OneHotEncoder(): creates the encoder with options like sparse_output=False to get a dense array output.
fit(X): learns categories from data X.
transform(X): converts data X to one hot encoded format.
fit_transform(X): fits and transforms in one step.

python

from sklearn.preprocessing import OneHotEncoder

encoder = OneHotEncoder(sparse_output=False)
encoder.fit(X)  # X is 2D array of categorical data
encoded = encoder.transform(X)

💻

Example

This example shows how to one hot encode a list of color names using sklearn's OneHotEncoder. It fits the encoder and transforms the data into a numeric array where each column represents a color category.

python

from sklearn.preprocessing import OneHotEncoder
import numpy as np

# Sample categorical data (2D array)
colors = np.array([['red'], ['green'], ['blue'], ['green'], ['red']])

# Create encoder with dense output
encoder = OneHotEncoder(sparse_output=False)

# Fit and transform the data
encoded_colors = encoder.fit_transform(colors)

print("Categories:", encoder.categories_)
print("One hot encoded array:\n", encoded_colors)

Output

Categories: [array(['blue', 'green', 'red'], dtype=object)] One hot encoded array: [[0. 0. 1.] [0. 1. 0.] [1. 0. 0.] [0. 1. 0.] [0. 0. 1.]]

⚠️

Common Pitfalls

Not reshaping 1D input arrays to 2D before encoding causes errors; sklearn expects 2D arrays.
Using sparse_output=True by default returns a sparse matrix, which may confuse if you expect a dense array.
Fitting the encoder on training data but forgetting to transform test data with the same encoder leads to inconsistent categories.
Passing unseen categories in new data to transform causes errors unless handle_unknown='ignore' is set.

python

from sklearn.preprocessing import OneHotEncoder
import numpy as np

# Wrong: 1D array input
colors_wrong = np.array(['red', 'green', 'blue'])
encoder = OneHotEncoder(sparse_output=False)

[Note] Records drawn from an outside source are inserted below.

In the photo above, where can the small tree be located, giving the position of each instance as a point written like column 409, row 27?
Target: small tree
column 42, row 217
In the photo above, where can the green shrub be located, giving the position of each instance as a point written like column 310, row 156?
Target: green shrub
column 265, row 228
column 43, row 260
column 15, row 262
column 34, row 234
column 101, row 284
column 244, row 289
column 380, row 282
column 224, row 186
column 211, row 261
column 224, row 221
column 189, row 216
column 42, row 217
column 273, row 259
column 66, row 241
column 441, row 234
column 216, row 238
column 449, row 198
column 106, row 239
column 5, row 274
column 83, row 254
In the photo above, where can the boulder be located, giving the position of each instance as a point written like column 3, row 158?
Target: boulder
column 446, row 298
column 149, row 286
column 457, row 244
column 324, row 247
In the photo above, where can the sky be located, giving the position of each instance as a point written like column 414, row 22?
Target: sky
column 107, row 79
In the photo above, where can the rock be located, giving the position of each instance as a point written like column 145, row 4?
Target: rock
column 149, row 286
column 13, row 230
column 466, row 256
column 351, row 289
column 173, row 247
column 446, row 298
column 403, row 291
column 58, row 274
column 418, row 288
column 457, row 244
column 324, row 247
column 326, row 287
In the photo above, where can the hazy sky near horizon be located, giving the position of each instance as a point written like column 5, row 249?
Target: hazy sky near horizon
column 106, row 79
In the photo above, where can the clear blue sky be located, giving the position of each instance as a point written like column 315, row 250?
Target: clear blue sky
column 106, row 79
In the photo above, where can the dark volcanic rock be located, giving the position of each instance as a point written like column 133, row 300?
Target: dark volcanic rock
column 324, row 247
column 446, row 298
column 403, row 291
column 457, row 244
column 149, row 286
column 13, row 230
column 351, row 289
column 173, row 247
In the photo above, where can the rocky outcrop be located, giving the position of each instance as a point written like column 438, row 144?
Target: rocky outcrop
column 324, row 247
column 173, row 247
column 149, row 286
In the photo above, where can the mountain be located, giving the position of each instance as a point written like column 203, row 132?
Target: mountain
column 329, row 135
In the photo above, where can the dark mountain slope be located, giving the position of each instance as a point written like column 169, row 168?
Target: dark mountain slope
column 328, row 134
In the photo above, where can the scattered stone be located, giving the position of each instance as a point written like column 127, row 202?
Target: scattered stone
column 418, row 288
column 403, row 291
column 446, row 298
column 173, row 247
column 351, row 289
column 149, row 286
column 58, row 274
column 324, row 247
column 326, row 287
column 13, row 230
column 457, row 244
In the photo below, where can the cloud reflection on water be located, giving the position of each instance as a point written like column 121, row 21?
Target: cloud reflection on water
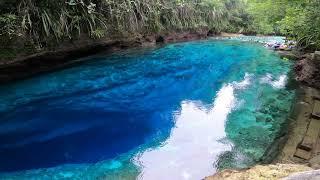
column 195, row 142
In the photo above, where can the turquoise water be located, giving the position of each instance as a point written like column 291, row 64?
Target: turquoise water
column 180, row 111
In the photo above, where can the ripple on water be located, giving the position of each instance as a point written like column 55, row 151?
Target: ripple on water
column 182, row 111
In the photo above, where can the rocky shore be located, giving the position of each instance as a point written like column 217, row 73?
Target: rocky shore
column 300, row 154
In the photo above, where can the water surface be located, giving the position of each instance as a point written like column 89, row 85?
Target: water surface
column 181, row 111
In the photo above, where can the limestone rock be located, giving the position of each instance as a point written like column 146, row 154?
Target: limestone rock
column 269, row 172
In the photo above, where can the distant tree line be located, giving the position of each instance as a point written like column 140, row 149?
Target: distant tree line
column 44, row 23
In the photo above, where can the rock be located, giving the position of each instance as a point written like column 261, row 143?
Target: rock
column 310, row 175
column 307, row 72
column 315, row 162
column 289, row 55
column 269, row 172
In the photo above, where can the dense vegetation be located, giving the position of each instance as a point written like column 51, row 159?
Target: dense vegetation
column 42, row 21
column 41, row 24
column 296, row 19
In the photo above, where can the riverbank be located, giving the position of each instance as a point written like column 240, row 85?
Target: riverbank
column 299, row 156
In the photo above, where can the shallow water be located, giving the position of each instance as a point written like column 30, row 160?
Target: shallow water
column 181, row 111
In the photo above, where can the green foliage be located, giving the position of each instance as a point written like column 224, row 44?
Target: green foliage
column 296, row 19
column 45, row 21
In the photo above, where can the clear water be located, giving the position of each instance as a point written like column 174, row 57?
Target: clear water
column 182, row 111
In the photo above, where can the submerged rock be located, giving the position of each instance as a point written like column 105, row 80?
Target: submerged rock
column 307, row 70
column 260, row 172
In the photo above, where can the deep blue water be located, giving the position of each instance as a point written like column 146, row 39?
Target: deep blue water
column 187, row 109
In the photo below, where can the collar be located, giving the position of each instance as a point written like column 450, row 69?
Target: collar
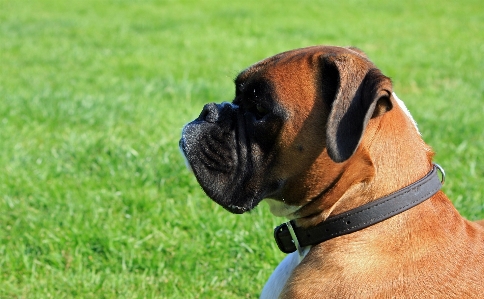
column 290, row 238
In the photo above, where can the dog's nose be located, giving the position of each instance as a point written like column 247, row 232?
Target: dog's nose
column 212, row 112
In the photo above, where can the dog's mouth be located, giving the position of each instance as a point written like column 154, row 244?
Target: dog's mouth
column 181, row 145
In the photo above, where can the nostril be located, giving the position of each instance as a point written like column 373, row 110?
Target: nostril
column 209, row 113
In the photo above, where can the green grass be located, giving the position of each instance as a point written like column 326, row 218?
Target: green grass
column 95, row 201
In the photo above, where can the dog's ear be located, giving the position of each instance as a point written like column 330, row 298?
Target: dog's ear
column 355, row 93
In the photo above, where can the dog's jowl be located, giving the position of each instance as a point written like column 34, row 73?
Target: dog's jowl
column 321, row 136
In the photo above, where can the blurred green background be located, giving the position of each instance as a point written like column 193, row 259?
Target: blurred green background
column 95, row 201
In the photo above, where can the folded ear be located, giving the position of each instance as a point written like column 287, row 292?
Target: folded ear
column 355, row 91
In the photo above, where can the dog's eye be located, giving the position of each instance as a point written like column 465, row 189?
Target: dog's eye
column 258, row 111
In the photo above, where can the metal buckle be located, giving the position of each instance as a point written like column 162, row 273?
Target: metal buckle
column 294, row 238
column 442, row 172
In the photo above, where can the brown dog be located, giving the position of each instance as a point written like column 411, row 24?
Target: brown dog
column 319, row 133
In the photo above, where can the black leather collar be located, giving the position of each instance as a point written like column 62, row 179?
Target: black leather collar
column 290, row 238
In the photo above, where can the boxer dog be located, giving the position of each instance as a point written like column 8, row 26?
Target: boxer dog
column 319, row 134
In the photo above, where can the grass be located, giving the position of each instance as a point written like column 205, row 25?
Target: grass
column 95, row 201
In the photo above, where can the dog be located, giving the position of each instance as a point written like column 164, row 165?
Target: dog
column 320, row 135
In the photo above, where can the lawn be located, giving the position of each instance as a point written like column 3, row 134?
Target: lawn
column 95, row 201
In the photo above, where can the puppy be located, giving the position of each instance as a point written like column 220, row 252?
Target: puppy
column 319, row 134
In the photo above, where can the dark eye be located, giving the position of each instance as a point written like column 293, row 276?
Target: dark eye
column 258, row 111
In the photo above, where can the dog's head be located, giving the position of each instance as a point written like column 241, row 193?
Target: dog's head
column 297, row 117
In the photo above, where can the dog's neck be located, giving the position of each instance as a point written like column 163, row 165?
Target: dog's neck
column 364, row 178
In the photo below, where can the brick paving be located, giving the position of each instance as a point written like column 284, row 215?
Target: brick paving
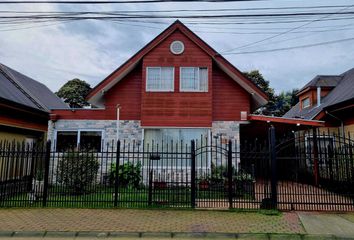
column 130, row 220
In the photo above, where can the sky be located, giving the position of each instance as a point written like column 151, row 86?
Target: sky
column 91, row 49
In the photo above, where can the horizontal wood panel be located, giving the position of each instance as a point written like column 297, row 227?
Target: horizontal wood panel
column 229, row 98
column 177, row 108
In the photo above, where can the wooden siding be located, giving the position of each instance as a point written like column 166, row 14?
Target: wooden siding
column 178, row 109
column 127, row 93
column 229, row 98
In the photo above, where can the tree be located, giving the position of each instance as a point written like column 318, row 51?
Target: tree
column 284, row 101
column 74, row 92
column 256, row 77
column 277, row 105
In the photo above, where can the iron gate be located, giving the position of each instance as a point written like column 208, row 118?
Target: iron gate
column 309, row 172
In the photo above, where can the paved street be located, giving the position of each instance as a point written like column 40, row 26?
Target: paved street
column 167, row 224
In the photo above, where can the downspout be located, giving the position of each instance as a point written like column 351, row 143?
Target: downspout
column 340, row 120
column 117, row 122
column 318, row 96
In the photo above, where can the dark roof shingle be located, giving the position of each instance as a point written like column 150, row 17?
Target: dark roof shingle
column 343, row 91
column 21, row 89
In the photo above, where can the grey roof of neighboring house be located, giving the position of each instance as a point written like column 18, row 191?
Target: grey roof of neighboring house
column 21, row 89
column 343, row 91
column 323, row 81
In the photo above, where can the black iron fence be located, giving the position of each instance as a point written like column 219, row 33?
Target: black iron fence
column 309, row 172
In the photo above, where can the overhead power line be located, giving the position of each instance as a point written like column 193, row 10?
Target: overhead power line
column 122, row 1
column 294, row 47
column 98, row 15
column 290, row 30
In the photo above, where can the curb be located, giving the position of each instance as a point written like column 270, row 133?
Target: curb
column 165, row 235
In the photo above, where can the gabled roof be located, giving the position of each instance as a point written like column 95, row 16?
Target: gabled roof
column 95, row 96
column 20, row 89
column 330, row 81
column 344, row 91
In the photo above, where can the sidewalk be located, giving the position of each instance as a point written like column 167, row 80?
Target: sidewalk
column 129, row 223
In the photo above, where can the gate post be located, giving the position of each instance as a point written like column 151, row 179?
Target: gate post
column 273, row 164
column 46, row 172
column 315, row 155
column 229, row 173
column 116, row 180
column 193, row 174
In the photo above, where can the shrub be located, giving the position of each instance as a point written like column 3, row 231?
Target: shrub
column 77, row 171
column 128, row 174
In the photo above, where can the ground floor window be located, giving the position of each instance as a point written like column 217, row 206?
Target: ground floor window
column 83, row 139
column 325, row 144
column 175, row 135
column 176, row 140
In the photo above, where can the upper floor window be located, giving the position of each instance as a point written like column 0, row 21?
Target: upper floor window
column 194, row 79
column 160, row 79
column 305, row 102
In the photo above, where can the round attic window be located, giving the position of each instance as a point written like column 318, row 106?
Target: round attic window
column 177, row 47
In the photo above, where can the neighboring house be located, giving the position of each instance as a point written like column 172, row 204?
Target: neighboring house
column 175, row 88
column 25, row 106
column 328, row 98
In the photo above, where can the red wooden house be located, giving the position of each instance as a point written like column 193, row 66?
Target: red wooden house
column 175, row 88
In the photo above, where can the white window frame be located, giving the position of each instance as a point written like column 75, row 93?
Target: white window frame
column 78, row 136
column 302, row 103
column 160, row 90
column 198, row 79
column 209, row 135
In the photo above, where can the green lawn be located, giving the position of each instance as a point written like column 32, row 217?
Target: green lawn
column 103, row 197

# This will raise an error:
# encoder.fit_transform(colors_wrong)  # ValueError

# Correct: reshape to 2D
colors_correct = colors_wrong.reshape(-1, 1)
encoded = encoder.fit_transform(colors_correct)
print(encoded)

Output

[[0. 0. 1.] [0. 1. 0.] [1. 0. 0.]]

📊

Quick Reference

Remember these key points when using OneHotEncoder:

Input must be 2D array: shape (n_samples, n_features).
Use sparse_output=False for dense numpy arrays.
Fit on training data, then transform train and test data.
Set handle_unknown='ignore' to avoid errors on unseen categories.

✅

Key Takeaways

Use sklearn's OneHotEncoder to convert categorical data into numeric one hot format.

Always provide 2D input arrays to OneHotEncoder, reshaping 1D arrays if needed.

Set sparse_output=False to get a dense numpy array output instead of a sparse matrix.

Fit the encoder on training data and use the same encoder to transform test data.

Handle unknown categories with handle_unknown='ignore' to avoid errors on new data.